For histological subtyping of adenocarcinoma versus squamous cell carcinoma, in the validation cohort, the proposed multimodal framework achieved the highest area under the receiver operating characteristic curve (AUC) of 0.894 (95% CI: 0.813–0.959), significantly outperforming the conventional radiomics baseline (AUC = 0.796, DeLong test P = 0.017) and the clinical-only baseline (AUC = 0.759, P = 0.004). On the internal test set, the multimodal model maintained an AUC of 0.832 (95% CI: 0.744–0.906), outperforming competing models numerically, though differences did not reach statistical significance (all P > 0.11). On the independent external test cohort, the multimodal framework demonstrated superior cross-center stability, maintaining an AUC of 0.787 (95% CI: 0.687–0.876). On the external cohort, the between-model AUC differences did not reach statistical significance against the clinical-only model (AUC of 0.740, P = 0.480) or the image-only model (AUC of 0.685, P = 0.082).

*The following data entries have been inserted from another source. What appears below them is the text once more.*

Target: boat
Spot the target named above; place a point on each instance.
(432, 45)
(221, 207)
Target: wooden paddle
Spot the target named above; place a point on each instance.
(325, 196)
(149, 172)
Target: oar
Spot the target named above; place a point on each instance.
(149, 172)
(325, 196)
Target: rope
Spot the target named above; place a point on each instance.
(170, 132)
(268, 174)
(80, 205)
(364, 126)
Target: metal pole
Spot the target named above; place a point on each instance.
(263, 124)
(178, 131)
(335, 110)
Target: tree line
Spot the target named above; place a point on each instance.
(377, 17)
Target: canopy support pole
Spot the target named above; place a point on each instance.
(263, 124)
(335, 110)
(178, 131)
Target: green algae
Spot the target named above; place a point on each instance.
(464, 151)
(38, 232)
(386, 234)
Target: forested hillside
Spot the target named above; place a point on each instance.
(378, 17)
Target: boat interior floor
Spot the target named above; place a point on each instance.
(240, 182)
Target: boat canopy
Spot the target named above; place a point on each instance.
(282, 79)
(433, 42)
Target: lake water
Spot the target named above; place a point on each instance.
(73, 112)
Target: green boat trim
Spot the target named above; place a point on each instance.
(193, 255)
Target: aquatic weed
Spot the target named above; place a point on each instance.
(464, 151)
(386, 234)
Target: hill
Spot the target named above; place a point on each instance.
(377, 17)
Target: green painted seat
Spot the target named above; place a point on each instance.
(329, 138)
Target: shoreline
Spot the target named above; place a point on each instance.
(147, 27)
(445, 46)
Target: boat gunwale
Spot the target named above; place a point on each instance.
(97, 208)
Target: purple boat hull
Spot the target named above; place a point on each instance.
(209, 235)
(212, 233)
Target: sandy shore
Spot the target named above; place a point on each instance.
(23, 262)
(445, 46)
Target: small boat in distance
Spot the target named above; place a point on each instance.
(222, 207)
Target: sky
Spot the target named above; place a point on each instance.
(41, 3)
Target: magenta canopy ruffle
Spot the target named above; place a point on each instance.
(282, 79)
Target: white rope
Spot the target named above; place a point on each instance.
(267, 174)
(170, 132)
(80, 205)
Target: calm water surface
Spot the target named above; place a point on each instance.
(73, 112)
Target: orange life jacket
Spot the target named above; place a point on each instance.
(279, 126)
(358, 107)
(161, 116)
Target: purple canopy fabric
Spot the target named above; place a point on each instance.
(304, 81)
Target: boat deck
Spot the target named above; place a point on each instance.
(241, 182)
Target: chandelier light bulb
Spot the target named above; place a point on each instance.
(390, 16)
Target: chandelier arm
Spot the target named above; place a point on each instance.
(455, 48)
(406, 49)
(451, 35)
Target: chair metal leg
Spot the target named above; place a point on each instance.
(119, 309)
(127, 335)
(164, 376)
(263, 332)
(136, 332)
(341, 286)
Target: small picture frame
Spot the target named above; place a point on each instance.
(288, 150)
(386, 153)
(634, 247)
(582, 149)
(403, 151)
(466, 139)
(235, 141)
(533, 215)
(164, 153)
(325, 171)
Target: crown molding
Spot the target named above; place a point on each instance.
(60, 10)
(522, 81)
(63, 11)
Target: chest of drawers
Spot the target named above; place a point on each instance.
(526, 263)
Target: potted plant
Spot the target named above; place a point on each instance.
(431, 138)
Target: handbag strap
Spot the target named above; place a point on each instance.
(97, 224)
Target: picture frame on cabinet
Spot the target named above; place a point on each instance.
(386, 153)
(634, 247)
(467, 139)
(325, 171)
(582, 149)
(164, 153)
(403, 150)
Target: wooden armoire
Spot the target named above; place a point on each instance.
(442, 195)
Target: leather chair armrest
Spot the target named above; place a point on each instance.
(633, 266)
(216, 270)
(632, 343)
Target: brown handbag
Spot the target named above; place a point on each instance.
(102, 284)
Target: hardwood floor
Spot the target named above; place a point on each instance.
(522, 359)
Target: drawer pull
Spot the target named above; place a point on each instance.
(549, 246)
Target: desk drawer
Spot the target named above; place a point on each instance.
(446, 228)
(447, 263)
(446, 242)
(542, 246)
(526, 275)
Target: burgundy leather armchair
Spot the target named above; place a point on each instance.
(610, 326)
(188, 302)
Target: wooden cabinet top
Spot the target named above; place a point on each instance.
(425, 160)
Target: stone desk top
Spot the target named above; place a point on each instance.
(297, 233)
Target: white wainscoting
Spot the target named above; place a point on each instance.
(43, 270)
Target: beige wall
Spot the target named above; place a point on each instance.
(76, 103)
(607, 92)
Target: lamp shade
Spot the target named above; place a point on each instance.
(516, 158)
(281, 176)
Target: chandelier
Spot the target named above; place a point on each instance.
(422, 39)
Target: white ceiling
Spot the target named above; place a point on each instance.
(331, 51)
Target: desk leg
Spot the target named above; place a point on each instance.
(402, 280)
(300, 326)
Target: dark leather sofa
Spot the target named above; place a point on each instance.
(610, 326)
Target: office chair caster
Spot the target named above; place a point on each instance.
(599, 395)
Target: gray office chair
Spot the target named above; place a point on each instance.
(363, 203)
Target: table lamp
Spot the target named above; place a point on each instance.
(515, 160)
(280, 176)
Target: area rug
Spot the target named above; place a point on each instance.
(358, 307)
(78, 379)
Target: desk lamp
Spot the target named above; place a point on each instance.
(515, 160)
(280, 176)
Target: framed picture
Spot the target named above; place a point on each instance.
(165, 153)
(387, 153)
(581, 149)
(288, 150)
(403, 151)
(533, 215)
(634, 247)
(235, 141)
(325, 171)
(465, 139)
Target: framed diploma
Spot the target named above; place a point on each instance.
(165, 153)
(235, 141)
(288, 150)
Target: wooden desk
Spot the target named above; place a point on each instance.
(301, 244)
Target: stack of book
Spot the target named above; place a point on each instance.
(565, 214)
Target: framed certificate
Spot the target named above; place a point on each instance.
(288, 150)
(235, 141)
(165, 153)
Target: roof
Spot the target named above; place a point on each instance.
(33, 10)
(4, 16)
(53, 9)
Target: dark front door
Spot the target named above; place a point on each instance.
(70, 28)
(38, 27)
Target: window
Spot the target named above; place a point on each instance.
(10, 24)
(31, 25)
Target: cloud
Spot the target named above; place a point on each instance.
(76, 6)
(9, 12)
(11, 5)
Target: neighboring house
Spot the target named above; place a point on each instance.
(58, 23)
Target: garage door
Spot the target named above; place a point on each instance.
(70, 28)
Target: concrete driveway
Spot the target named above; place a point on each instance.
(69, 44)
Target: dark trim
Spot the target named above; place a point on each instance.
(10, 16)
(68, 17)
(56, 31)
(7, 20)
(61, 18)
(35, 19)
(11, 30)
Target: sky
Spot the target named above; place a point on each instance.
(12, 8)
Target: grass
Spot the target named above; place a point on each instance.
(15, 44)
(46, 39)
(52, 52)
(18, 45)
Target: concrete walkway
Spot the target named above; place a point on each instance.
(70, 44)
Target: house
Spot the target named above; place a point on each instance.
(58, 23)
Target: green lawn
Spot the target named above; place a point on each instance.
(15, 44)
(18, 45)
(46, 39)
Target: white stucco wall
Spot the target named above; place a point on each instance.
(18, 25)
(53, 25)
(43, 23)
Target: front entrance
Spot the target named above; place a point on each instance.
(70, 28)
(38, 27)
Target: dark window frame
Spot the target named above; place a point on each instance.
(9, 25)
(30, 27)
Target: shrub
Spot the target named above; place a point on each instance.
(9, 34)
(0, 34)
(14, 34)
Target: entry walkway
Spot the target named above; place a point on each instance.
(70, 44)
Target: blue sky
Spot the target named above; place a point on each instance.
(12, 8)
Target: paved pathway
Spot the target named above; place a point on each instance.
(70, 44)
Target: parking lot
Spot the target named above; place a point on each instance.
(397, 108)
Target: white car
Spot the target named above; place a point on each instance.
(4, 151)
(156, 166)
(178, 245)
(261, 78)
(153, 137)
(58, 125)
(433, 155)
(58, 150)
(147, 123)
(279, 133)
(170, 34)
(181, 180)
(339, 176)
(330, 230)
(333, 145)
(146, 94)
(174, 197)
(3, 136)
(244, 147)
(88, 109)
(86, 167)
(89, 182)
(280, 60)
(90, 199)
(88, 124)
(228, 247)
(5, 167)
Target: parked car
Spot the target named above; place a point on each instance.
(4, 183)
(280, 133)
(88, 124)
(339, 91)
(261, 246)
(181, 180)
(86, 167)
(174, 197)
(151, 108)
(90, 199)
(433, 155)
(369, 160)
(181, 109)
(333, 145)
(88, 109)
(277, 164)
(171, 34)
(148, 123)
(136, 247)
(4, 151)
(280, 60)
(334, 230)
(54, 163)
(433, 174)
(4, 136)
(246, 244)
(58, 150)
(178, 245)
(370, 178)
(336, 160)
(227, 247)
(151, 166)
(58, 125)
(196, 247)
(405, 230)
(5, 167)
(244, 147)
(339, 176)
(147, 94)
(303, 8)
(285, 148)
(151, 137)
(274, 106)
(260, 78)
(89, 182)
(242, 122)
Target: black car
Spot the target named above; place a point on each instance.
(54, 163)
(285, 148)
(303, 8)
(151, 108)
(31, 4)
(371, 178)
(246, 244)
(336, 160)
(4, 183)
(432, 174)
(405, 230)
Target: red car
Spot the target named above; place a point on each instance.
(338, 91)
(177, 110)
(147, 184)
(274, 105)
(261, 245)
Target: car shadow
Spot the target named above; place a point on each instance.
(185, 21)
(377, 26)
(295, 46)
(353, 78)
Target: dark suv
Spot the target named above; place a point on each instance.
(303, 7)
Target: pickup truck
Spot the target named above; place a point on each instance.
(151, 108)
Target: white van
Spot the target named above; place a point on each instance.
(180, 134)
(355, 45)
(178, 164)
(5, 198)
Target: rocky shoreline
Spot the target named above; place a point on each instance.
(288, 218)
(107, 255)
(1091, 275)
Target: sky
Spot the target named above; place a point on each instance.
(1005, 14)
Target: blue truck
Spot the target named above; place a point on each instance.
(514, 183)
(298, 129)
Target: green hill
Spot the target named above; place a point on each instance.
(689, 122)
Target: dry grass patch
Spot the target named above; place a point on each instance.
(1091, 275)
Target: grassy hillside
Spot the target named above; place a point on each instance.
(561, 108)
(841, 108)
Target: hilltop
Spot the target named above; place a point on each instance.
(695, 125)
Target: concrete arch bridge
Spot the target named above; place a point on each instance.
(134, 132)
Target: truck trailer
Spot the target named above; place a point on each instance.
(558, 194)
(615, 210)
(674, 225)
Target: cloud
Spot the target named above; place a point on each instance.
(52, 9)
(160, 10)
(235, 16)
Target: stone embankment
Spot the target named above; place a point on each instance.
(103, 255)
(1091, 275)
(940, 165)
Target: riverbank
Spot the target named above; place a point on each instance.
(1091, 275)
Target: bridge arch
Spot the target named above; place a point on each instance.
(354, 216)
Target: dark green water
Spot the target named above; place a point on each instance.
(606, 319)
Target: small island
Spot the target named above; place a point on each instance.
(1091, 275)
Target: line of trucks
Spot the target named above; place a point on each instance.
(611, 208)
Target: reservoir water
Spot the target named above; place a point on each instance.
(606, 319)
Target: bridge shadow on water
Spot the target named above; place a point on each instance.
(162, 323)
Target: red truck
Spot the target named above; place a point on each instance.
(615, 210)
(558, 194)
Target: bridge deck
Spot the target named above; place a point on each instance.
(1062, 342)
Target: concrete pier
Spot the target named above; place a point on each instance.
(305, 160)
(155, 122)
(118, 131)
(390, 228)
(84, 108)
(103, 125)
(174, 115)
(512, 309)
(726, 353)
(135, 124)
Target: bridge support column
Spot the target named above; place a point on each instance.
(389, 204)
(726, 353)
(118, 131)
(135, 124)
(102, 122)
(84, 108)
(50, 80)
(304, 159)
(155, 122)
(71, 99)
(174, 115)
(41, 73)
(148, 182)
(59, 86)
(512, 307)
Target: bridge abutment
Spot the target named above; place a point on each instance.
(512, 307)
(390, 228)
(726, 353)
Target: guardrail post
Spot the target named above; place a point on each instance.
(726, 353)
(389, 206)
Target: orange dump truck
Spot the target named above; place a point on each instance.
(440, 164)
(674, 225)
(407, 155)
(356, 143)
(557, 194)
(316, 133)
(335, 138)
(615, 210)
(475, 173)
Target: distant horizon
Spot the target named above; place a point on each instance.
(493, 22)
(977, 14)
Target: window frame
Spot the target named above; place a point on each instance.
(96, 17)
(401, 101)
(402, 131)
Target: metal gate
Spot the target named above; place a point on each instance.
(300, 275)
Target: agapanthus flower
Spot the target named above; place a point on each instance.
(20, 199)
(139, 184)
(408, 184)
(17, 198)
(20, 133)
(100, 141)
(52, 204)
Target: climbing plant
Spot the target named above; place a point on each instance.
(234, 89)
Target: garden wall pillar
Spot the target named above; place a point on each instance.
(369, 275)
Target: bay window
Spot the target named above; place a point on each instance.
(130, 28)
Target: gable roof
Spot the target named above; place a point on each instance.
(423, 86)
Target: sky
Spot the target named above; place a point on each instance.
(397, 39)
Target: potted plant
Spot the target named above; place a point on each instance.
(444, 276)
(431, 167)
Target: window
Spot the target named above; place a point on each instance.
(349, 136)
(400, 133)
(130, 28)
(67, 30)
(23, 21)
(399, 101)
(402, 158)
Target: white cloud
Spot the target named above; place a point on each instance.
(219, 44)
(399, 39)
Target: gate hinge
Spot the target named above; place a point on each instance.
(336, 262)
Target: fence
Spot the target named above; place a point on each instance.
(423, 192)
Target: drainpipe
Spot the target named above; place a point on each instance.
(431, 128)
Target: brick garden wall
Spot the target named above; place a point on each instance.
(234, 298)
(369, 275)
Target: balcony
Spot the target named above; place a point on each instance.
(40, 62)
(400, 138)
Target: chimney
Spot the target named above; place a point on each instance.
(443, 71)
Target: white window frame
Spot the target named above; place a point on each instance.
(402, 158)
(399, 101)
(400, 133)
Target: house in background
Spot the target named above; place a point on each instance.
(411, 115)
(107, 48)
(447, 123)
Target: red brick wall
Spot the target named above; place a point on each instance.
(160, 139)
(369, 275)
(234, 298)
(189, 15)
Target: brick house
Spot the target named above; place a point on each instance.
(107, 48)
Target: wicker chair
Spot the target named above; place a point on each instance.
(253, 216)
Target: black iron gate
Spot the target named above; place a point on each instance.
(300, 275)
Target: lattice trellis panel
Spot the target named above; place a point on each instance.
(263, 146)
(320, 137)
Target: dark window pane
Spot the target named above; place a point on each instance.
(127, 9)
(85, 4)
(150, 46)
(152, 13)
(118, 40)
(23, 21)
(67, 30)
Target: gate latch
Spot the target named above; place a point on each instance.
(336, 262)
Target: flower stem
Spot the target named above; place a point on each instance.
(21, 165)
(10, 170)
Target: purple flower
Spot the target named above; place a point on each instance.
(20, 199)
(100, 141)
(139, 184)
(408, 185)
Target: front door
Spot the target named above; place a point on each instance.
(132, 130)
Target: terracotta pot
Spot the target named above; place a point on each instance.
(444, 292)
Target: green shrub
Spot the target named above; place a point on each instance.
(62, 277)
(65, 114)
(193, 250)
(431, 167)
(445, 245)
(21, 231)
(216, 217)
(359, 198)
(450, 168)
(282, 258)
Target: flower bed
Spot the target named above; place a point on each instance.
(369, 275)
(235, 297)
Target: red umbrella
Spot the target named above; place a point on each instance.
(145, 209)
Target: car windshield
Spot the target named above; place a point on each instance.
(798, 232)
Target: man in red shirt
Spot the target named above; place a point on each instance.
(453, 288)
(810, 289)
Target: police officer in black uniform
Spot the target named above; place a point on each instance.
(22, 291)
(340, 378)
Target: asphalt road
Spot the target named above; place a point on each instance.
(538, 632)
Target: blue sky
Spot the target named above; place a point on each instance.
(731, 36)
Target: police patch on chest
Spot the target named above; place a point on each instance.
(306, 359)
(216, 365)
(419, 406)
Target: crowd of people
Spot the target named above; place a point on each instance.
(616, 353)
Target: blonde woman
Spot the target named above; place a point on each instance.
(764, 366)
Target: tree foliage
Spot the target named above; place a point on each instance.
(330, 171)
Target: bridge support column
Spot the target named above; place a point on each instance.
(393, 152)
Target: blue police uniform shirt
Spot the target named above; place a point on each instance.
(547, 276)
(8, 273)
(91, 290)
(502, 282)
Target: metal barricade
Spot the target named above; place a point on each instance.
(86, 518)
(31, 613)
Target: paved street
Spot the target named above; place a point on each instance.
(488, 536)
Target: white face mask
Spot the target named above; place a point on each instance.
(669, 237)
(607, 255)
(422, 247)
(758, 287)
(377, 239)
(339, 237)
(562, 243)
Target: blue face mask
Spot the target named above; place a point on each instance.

Nevertheless, the multimodal framework achieved the highest F1-score and yielded the most optimal net clinical benefit across a wide range of threshold probabilities in decision curve analysis. For the intrinsically challenging auxiliary staging task, the unguided image-only network exhibited severe vulnerability, however, the FiLM-based multimodal mechanism effectively enhanced diagnostic capacity by employing systemic clinical priors, improving the AUC to 0.656.

Conclusion

Combining 3D detection with an early clinico-biological fusion strategy effectively enhances NSCLC characterization on [18F]FDG PET/CT, which has the potential to mitigate the limitations of single-modality imaging in resolving diagnostically ambiguous cases characterized by overlapping [18F]FDG uptake phenotypes, thereby providing a non-invasive decision-support tool in the precision management of NSCLC.